Then? Before Tomoe… before…? He thought back to his first weeks in Kyoto, at first so excited to be in the capital, to be one of the men of high purpose who were changing the era. He had a last name, and daisho, and the samurai around him accepted him as one of themselves, and sometimes he had looked at them and wondered if any of them wanted to touch him as Shishou had. But none of them had Shishou’s strength, none had his tenderness, and eventually his loneliness had found relief not in one of his comrades, but in Tomoe. Saitou? He had never given an instant’s thought to sharing himself with one of the Shinsengumi – they had been the enemy!

And yet… and yet… that strength… that mastery… his body’s unbidden response… building in him again as he remembered the older man’s lips on his… Mibu’s Wolf had none of Shishou’s tenderness, but… he was so drawn to that strength…

Amber flickered in his eyes again. “I would have killed you.” The words tore from his soul, leaving raw wounds, only half truth. Only if I cut you down before you kissed me. The boy he had been would have burned up in that kiss like paper in fire, even though it would have meant certain death for both of them.

“Naruhodo. And this will be the last time.”

“Oro?”

“I’m transferring to Yokohama. It’s a promotion, I’ll be able to have my family there and spend more time with my boys.”

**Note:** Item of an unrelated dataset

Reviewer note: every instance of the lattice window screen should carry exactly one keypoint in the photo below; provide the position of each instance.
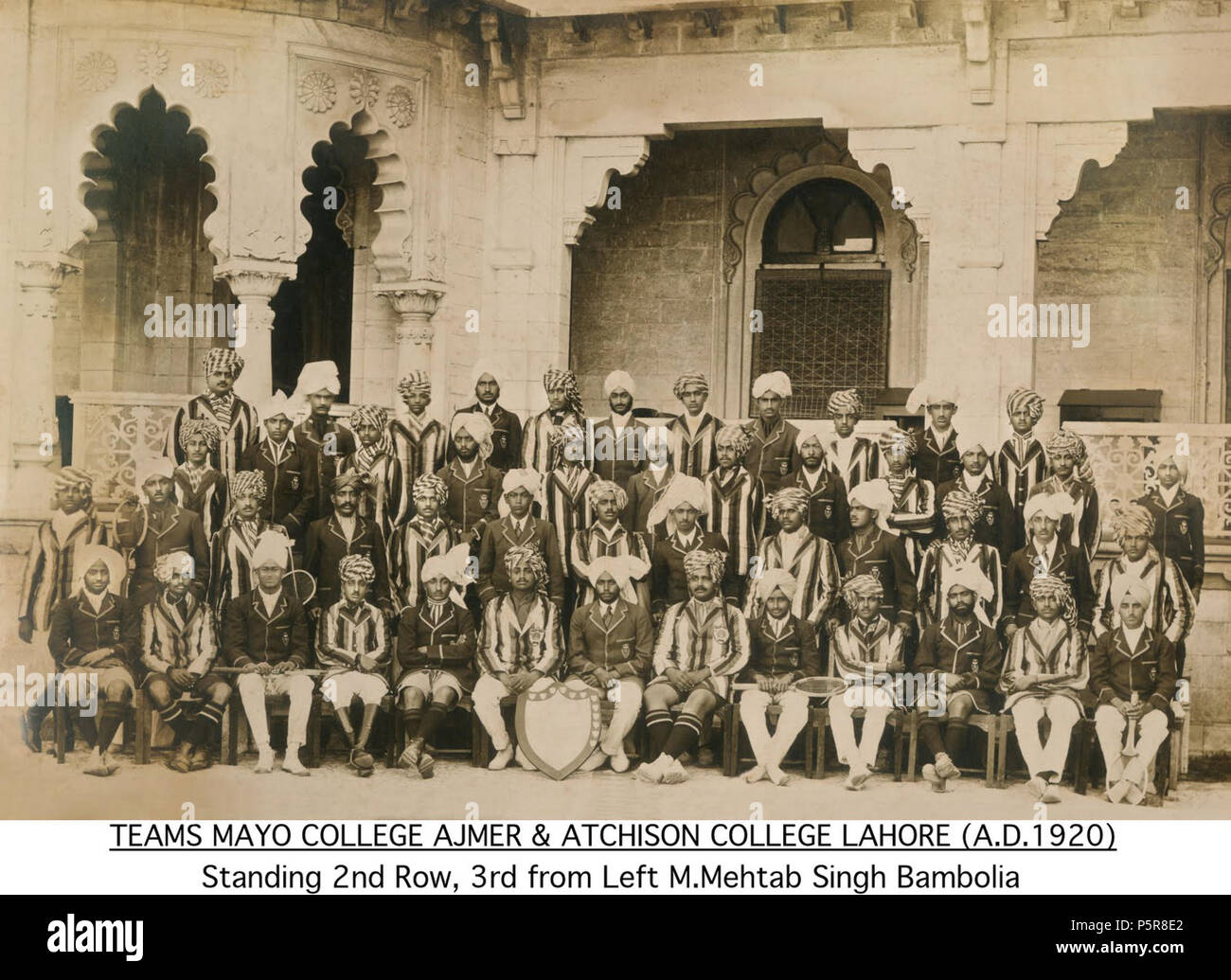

Kenshin blinked. He’d known Saitou had a wife – he still thought putting up with the Wolf would qualify any woman for a seat in paradise – but children too? “Is Eiji-dono still with you?” he asked.

“Aa. He’s coming along well. Yours isn’t bad either. Of course neither of them would last a minute against what we were at their age.”

“They have no need in the Meiji era.”

“Still naïve. Oh well, you'll never change… and neither will I. Sayonara, Battousai.” He walked away, the tall figure growing gradually smaller until it was swallowed by the shadows of the darkening streets.

Saitou… Kenshin picked up his sakabatou. The stars were coming out over the city; the breeze off the river chilled him through his slashed garments. He hurried home. Suddenly he wanted very badly to be surrounded by light, and warmth, and Kaoru…


Kenshin no baka! Kaoru slammed the cleaver down again and again. Slicing daikon was doing nothing to relieve her frustration. He’s so selfish, going off to fight Saitou and making me worry! Just like a stupid man, you'd think he didn’t have any better sense than – than Sanosuke! Chop! Chop! Chop! “Mattaku!” She swept the pieces of daikon into the cookpot.

Without any warning, there were steel-strong arms around her waist, and a warm body pressed against her back, and lips brushing the side of her neck. “Tadaima,” Kenshin murmured, so close to her ear that his breath sent shivers of delight down her spine.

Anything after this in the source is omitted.